Molecular changes in extracellular matrix turnover after renal ischaemia–reperfusion injury

Abstract

Background: Renal ischaemia–reperfusion (IR) injury is an inevitable consequence of transplantation and contributes to later graft fibrosis. This study aimed to elucidate the possible mechanisms by studying the expression of genes associated with extracellular matrix (ECM) turnover. Methods: Male Wistar rats underwent laparotomy, clamping of the right renal pedicle for 45 min, and left nephrectomy. Control animals underwent left nephrectomy only, or had no operation.

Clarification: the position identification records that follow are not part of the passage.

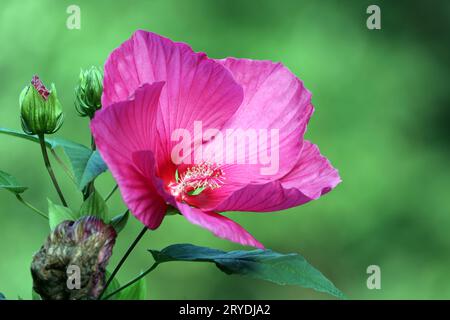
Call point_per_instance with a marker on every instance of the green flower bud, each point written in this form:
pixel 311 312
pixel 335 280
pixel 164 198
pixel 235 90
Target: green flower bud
pixel 86 245
pixel 40 109
pixel 88 93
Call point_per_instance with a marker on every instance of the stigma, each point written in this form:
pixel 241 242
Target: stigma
pixel 197 178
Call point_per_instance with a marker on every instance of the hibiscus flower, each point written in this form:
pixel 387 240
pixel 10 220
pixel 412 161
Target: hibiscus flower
pixel 154 87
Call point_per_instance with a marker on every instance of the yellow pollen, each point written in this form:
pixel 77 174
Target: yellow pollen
pixel 198 177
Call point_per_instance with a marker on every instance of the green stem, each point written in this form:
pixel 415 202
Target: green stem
pixel 142 275
pixel 111 193
pixel 63 165
pixel 50 169
pixel 29 205
pixel 124 258
pixel 89 189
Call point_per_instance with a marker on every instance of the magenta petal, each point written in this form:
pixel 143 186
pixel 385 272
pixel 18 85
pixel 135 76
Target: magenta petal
pixel 197 88
pixel 311 177
pixel 220 226
pixel 120 131
pixel 274 99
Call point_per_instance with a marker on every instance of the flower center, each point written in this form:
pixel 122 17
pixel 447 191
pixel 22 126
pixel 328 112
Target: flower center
pixel 196 179
pixel 40 87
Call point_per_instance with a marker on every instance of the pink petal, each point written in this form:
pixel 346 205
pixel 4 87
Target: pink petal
pixel 274 99
pixel 220 226
pixel 197 88
pixel 311 177
pixel 120 131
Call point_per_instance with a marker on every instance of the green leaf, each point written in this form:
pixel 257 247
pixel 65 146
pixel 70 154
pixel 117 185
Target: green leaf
pixel 8 182
pixel 119 222
pixel 137 291
pixel 86 164
pixel 58 214
pixel 94 167
pixel 94 206
pixel 284 269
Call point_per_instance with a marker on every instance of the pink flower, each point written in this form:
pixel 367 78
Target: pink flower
pixel 153 87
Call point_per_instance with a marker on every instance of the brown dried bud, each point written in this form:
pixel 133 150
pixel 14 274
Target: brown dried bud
pixel 85 244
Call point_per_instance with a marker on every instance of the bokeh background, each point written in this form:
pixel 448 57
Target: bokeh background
pixel 382 117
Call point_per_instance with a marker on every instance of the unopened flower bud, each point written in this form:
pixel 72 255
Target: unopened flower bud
pixel 88 93
pixel 85 244
pixel 40 109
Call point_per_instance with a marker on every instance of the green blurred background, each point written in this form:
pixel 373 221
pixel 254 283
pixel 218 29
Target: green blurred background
pixel 382 117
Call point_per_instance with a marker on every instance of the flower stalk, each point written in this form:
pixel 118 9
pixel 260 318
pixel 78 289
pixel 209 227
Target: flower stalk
pixel 49 168
pixel 129 283
pixel 29 205
pixel 122 261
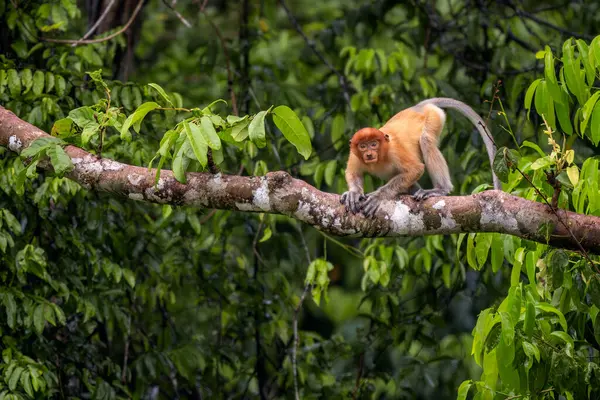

Animals were killed at 8, 16 and 24 weeks and messenger RNA was extracted from renal tissue. Genes of interest were amplified and then quantified in an enzyme-linked immunosorbent assay system with levels expressed as a ratio to a known housekeeping gene (GAPDH). Results: Experimental animals developed progressive proteinuria from 16 weeks onwards. At 8 weeks after IR injury, gene levels of matrix metalloproteinase (MMP) 2, an ECM-degrading enzyme, were significantly increased. Levels then fell progressively. This was associated with increasing expression of tissue inhibitor of metalloproteinases (TIMP) 1, an inhibitor of MMP-2, and of transforming growth factor (TGF) β, a profibrotic cytokine, by 24 weeks following injury. Conclusion: These results suggest that, after an initial phase of increased ECM turnover following IR injury, the balance turns towards one of reduced degradation. This is likely to be an important mechanism in the subsequent development of fibrosis.